SCALASCA is a graphical performance analysis tool for parallel applications. It was developed by JSC (Jülich Supercomputing Centre). It analyses application behaviours and easily identifies the highly time-consuming parts. This tool is perfectly adapted to the study of massively parallel executions.

Versions installed

  • SCALASCA 1.4.3
  • SCALASCA 2.0
  • SCALASCA 2.1 (default version)
  • SCALASCA 2.2


  • Scalasca is perfectly adapted to the MPI and multithreaded/OpenMP hybrid applications up to the level of MPI_THREAD_MULTIPLE for a profile and MPI_THREAD_FUNNELED for a trace.
  • SCALASCA 1.4.3 can no longer be used to instrument an application on Turing since switching to the V1R2M1 driver on April 1st 2014. However, the files which were generated with this version cannot be exploited with SCALASCA 2.x. Therefore, SCALASCA 1.4.3 is still available to analyse the traces created with this version.


The module command provides access to Scalasca. Before working with Scalasca, therefore, it is necessary to execute the following command:

module load scalasca

Using Scalasca consists of three steps:

  1. Application instrumentation
  2. Execution of the instrumented application
  3. Analysis/visualisation of the results


Scalasca functions by modifying your application in order to insert the Scalasca measurement procedures.

All applications can be instrumented either automatically or manually. We will only discuss the automatic instrumentation of a pure MPI application (without OpenMP) in this document.
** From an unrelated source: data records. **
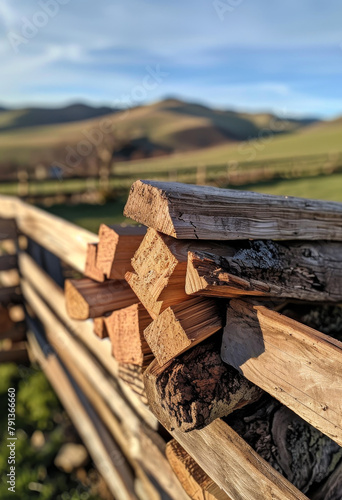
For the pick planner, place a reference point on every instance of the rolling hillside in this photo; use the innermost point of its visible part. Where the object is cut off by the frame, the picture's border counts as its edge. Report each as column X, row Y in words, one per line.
column 169, row 126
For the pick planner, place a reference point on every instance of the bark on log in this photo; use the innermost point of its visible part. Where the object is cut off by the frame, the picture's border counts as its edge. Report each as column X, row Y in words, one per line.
column 208, row 213
column 301, row 453
column 299, row 270
column 195, row 389
column 299, row 366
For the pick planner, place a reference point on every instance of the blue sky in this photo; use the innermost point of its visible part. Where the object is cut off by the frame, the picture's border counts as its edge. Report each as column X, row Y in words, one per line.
column 253, row 55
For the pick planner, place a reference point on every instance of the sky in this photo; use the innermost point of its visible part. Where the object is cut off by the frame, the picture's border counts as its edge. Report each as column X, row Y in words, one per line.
column 253, row 55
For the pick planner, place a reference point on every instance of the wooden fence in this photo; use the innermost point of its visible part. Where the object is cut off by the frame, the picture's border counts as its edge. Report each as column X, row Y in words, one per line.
column 122, row 435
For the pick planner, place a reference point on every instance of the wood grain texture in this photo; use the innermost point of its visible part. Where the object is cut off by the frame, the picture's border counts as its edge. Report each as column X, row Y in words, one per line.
column 197, row 484
column 126, row 331
column 195, row 389
column 200, row 212
column 8, row 262
column 86, row 298
column 90, row 270
column 299, row 366
column 310, row 271
column 181, row 327
column 100, row 327
column 117, row 245
column 234, row 465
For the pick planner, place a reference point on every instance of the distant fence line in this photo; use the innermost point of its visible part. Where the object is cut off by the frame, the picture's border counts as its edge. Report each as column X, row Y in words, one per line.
column 231, row 173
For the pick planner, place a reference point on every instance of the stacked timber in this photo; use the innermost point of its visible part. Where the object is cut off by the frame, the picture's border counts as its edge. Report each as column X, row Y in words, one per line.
column 222, row 313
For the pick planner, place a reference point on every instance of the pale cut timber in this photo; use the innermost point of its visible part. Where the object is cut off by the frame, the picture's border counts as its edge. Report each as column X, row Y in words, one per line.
column 100, row 327
column 196, row 388
column 137, row 421
column 91, row 271
column 8, row 262
column 299, row 366
column 8, row 229
column 310, row 271
column 181, row 327
column 161, row 262
column 53, row 295
column 86, row 298
column 234, row 465
column 197, row 484
column 116, row 248
column 64, row 239
column 126, row 331
column 198, row 212
column 171, row 296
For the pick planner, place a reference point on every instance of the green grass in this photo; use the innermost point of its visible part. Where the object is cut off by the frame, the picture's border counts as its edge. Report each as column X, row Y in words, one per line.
column 37, row 408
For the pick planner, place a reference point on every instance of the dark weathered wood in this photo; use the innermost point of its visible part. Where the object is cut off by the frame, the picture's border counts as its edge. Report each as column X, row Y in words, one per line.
column 299, row 366
column 86, row 298
column 309, row 271
column 116, row 248
column 195, row 389
column 293, row 447
column 8, row 229
column 91, row 270
column 200, row 212
column 8, row 262
column 183, row 326
column 197, row 484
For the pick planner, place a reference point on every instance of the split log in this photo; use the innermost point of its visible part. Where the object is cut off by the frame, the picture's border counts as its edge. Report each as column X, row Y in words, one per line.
column 126, row 331
column 305, row 270
column 8, row 262
column 209, row 213
column 197, row 484
column 195, row 389
column 154, row 307
column 117, row 246
column 91, row 270
column 86, row 298
column 8, row 229
column 181, row 327
column 293, row 447
column 100, row 327
column 299, row 366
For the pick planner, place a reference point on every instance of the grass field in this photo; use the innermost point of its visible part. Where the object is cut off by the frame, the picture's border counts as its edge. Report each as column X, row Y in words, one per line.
column 91, row 216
For the manual procedure, refer to the Scalasca manual.

To instrument your application, you just need to add the command skin (or scalasca -instrument) in front of the compiler name (leaving one blank space between them):

skin mpixlf95_r my_code.f95


  • The performance between the calls to MPI_Init and MPI_Finalize is measured. Any other operations will not be included in the measurement.
  • The usage of Scalasca brings additional costs in execution time, memory and disc occupation.


The execution is done by adding the command scan (or scalasca -analyze) just before runjob in your LoadLeveler scripts.
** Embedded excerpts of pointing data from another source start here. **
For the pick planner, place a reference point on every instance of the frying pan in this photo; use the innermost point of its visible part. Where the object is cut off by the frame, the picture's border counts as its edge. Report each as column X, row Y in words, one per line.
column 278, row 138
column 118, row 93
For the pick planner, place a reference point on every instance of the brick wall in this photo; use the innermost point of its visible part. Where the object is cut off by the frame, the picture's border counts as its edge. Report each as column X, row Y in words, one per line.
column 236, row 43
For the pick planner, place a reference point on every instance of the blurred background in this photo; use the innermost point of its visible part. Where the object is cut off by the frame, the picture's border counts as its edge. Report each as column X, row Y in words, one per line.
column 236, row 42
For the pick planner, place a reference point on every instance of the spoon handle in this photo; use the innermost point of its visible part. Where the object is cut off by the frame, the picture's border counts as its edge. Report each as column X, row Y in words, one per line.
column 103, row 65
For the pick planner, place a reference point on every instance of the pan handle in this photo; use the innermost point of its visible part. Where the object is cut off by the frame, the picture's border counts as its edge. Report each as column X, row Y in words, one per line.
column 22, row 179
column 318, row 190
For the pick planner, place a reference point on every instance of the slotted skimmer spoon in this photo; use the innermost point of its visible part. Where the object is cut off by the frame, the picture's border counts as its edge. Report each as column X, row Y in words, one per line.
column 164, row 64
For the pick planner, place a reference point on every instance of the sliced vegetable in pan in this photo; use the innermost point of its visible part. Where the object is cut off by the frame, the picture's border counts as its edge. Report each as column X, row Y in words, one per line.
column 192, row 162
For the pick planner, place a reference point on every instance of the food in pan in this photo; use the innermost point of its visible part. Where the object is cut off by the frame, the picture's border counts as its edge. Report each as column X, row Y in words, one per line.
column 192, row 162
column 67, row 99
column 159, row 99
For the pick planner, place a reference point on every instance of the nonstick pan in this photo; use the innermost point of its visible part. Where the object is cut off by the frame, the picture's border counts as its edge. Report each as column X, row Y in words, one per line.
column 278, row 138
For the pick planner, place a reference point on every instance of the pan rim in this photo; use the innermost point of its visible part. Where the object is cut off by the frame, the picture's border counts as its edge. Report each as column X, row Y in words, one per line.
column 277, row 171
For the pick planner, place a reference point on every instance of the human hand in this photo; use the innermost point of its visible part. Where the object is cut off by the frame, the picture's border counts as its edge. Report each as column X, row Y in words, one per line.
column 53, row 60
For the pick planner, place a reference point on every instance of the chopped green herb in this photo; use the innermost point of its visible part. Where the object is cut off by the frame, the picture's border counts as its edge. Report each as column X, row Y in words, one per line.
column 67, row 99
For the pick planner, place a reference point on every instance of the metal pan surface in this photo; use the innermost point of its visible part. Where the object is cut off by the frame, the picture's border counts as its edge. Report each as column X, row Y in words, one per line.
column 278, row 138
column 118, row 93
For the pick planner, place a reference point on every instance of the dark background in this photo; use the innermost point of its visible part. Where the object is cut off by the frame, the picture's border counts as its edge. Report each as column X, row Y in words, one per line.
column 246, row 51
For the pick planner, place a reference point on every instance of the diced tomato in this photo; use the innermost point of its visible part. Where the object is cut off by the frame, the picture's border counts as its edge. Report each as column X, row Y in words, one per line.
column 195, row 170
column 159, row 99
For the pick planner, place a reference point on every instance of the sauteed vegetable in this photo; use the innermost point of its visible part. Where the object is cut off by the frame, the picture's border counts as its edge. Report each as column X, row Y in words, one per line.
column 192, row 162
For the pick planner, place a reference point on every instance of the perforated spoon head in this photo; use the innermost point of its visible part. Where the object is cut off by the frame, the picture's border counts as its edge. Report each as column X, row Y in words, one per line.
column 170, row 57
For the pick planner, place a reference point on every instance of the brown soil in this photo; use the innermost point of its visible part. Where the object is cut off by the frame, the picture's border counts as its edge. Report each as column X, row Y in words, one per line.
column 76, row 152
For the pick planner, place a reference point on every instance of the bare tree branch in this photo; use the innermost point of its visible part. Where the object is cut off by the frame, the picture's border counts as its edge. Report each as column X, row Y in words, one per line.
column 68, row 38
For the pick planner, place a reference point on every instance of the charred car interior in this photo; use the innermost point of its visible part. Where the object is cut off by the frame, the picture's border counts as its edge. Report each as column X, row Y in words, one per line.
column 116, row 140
By default, only one profile is collected: A profile is a summary of the execution.

To obtain a trace of the events and not a simple profile, you just need to use the -t option. Be aware, however, that this option greatly increases the need for disc space. This option is very useful because it allows SCALASCA to identify various performance problems which will then be highlighted during the visualisation of results.

Each time the instrumented application is executed, the files will be written in a directory; the name of this directory is generated in the following manner:



  • NOMAPPLI = the name of the executable file
  • RANKSPERNODE= the number of processes per node
  • NPROC = the total number of processes
  • NTHR = the number of threads per process
  • TYPE = sum for a profile and trace for a trace

Attention: If the directory already exists, the execution will fail (prevents overwriting the preceding results). Therefore, before generating a directory, you must make sure that the directory does not already exist.

The following is an example of a job submission:

# @ job_name = scalasca_run
# @ job_type = BLUEGENE
# Standard output of the job
# @ output = $(job_name).$(jobid)
# Standard error of the job
# @ error = $(output)
# Elapsed time maximum request
# @ wall_clock_limit = 1:00:00
# Execution block size
# @ bg_size = 64
# @ queue
module load scalasca
scan runjob --ranks-per-node 8 --envs "OMP_NUM_THREADS=8" --np 512 : ./my_appli my_args

Analysis/visualization of results

The results analysis is done with the help of the graphical interface square (or scalasca -examine). To launch this graphical interface, you just need to type:

module load scalasca
square repertoire_sortie_scalasca

The interface is divided into three sections: On the left are presented the different measurements carried out, in the middle the call tree is given, and on the right is the topology.

By increasing or reducing the different entries of the left panel, it is possible to have a more or less synthetic view of the performance. The choices made in this panel are carried over to the 2 other panels; this allows for the identification of the application's significantly time-consuming parts. If the execution is carried out in trace mode, SCALASCA can identify certain behaviour sources causing performance loss (sending messages in disorder, load imbalance, …).

Because the visualization is done via a graphical application, it is not always practical to use this from the Turing front-end. To get around this problem, it is possible to install the visualisation tool CUBE (downloadable on the official SCALASCA site) on a PC using Linux (or any UNIX machine).